The AI Engine (LLM) settings in Invicta AI’s platform allow you to control the underlying parameters of the GPT-3.5 and GPT-4 models. These settings include:

1. Temperature

The temperature parameter controls the randomness of the AI-generated responses. A higher temperature value (e.g., 0.8) produces more diverse and creative responses, while a lower value (e.g., 0.2) generates more focused and conservative responses.

Example: Suppose you have an AI agent for a creative writing assistant. Setting a higher temperature value can help generate imaginative and varied story ideas, while a lower temperature value can provide more structured and refined suggestions.

2. Top p

The top p parameter, also known as nucleus sampling or “penalty-free sampling,” defines the probability distribution of words selected during text generation. It limits the selection to the most probable words until the cumulative probability exceeds the top p value.

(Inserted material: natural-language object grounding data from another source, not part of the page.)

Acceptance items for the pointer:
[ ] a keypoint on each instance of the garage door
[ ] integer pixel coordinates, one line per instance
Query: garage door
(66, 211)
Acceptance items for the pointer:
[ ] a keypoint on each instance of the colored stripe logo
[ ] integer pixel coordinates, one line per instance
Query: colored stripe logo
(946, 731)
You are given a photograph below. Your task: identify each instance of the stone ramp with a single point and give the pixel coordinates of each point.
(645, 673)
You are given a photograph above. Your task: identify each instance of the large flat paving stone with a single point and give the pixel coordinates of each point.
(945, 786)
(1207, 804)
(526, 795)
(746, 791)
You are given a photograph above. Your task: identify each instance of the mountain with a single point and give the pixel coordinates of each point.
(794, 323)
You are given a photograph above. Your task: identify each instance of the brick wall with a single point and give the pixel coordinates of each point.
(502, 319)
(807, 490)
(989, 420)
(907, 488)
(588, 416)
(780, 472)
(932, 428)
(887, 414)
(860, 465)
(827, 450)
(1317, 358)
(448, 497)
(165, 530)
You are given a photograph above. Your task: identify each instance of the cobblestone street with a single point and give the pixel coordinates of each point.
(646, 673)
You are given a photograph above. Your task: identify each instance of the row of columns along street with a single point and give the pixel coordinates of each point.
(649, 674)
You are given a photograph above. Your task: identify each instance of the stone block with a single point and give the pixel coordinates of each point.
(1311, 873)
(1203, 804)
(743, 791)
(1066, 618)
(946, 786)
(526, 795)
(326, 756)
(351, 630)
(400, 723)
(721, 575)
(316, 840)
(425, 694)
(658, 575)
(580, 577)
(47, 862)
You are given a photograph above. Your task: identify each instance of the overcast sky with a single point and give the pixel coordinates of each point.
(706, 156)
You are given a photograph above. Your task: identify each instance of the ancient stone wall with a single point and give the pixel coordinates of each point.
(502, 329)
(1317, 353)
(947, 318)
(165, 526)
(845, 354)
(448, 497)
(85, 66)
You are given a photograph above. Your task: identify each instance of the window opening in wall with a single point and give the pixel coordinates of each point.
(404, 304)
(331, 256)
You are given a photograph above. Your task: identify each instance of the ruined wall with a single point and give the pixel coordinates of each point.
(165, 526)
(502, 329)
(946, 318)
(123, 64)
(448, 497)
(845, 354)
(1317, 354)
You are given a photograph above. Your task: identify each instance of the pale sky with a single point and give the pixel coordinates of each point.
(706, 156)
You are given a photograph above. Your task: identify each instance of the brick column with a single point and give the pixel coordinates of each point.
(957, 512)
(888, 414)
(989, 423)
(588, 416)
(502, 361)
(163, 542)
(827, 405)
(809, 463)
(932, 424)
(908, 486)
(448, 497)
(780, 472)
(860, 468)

Example: In customer support scenarios, using a higher top p value (e.g., 0.9) can ensure that the generated responses are more relevant and precise, reducing the risk of potentially incorrect or nonsensical answers.

3. Frequency Penalty

The frequency penalty parameter discourages repeated or redundant phrases in the generated text. It penalizes phrases that have already been generated earlier in the response, making the AI model more likely to provide fresh and diverse outputs.

Example: In content writing tasks, applying a higher frequency penalty (e.g., 1.2) can help avoid excessive repetition and improve the overall quality of the generated content.

4. Presence Penalty

The presence penalty parameter encourages the AI model to include more of the provided input information in generating responses. It penalizes the likelihood of omitting any specific details from the AI-generated text.

Example: When using the AI model for summarization tasks, applying a higher presence penalty (e.g., 0.8) can ensure that the summary includes all the important points from the input document, reducing the risk of important details being missed.




These AI Engine (LLM) settings allow you to customize and fine-tune the behavior and output of the AI models according to your specific requirements and use cases, providing greater control and flexibility in generating personalized and effective content.

Note: It is recommended to experiment with different combinations of these settings and evaluate their impact on the generated results to achieve optimal performance for your specific application.